Sales of global Shariah-compliant securities fell 30 percent to $34.9 billion last year and there’s so far been no new offerings in 2016, data compiled by Bloomberg show.
Khazanah, which is rated the fourth-lowest investment grade of A3 by Moody’s and the same level as the sovereign, last sold foreign-currency Islamic debt in 2014. It issued $500 million of seven-year sukuk convertible into equities of state power company Tenaga Nasional Bhd.
Moody’s cut Malaysia’s credit-rating outlook to stable from positive earlier in January, citing an external environment that has crimped government revenue. Asia’s only major net oil exporter has been hit by a 41 percent tumble in Brent crude over the past 12 months and stands to lose 300 million ringgit ($68 million) for every $1 drop in the price of the commodity, according to government estimates.

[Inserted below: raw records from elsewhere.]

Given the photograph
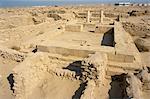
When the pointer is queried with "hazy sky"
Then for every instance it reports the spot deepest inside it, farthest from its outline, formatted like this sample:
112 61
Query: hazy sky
148 1
84 0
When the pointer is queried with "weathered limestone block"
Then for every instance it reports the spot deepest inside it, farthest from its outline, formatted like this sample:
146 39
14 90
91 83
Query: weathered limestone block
62 72
102 29
11 54
145 77
94 68
89 91
28 74
135 87
74 28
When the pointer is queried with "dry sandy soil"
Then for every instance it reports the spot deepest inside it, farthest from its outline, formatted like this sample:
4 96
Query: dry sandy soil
21 29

Indonesia, which is rated three levels lower than Malaysia, plans to issue as much as $2 billion of global sukuk in 2016, Robert Pakpahan, director general for budget financing and risk management at the Finance Ministry, was citing as saying by the local daily Kontan in October. It sold $2 billion of 10-year dollar Islamic notes in May at a coupon of 4.325 percent and drew $6.8 billion in orders. The securities were paying 5.02 percent on Tuesday, compared with 4.96 percent at the end of 2015, data compiled by Bloomberg show.
The Jakarta bombing on Jan. 14 that killed seven people including five terrorists has clouded the outlook for Asia’s most regular issuer of Shariah-compliant sovereign bonds just as the economy is forecast to have expanded last year at the slowest pace since 2009.

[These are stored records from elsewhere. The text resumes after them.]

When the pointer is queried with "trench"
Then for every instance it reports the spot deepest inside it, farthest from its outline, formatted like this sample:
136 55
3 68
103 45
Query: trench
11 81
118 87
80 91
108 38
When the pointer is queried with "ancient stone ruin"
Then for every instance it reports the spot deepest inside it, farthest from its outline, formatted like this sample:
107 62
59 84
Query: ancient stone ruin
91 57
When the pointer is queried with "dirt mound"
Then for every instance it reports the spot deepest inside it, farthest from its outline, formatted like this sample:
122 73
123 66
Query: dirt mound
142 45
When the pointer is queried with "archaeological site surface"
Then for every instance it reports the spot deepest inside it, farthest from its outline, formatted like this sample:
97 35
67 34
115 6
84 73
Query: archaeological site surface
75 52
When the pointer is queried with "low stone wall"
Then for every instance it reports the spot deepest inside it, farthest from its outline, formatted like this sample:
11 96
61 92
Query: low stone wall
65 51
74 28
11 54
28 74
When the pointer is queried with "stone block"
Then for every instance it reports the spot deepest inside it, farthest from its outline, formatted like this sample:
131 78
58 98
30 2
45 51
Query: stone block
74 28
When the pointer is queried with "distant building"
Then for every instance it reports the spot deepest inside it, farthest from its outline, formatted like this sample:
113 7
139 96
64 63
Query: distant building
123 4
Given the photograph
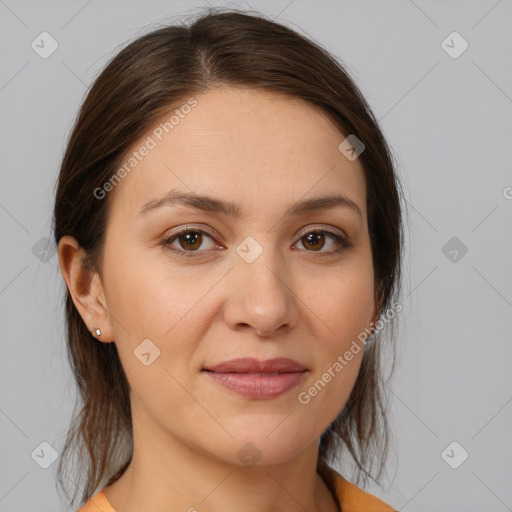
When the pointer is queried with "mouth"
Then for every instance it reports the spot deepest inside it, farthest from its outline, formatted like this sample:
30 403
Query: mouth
257 385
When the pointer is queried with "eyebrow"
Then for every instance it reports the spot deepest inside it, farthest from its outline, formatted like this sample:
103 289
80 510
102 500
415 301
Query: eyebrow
214 205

Khazanah may have to pay a premium of 150 basis points over U.S. Treasuries and Indonesia as much as 270 basis points, assuming they issue five-year paper, said Winson Phoon, a Kuala Lumpur-based fixed-income analyst at Maybank Investment Bank Bhd. Those notes were last paying 1.46 percent.
“Weighing against the risk of potentially higher dollar-funding conditions when the Federal Reserve tightens further, it could still be a good window of opportunity,” said Phoon. “Overall demand for sukuk remains healthy, although there may need to be some yield premium with a confluence of uncertainty and cautious sentiment.”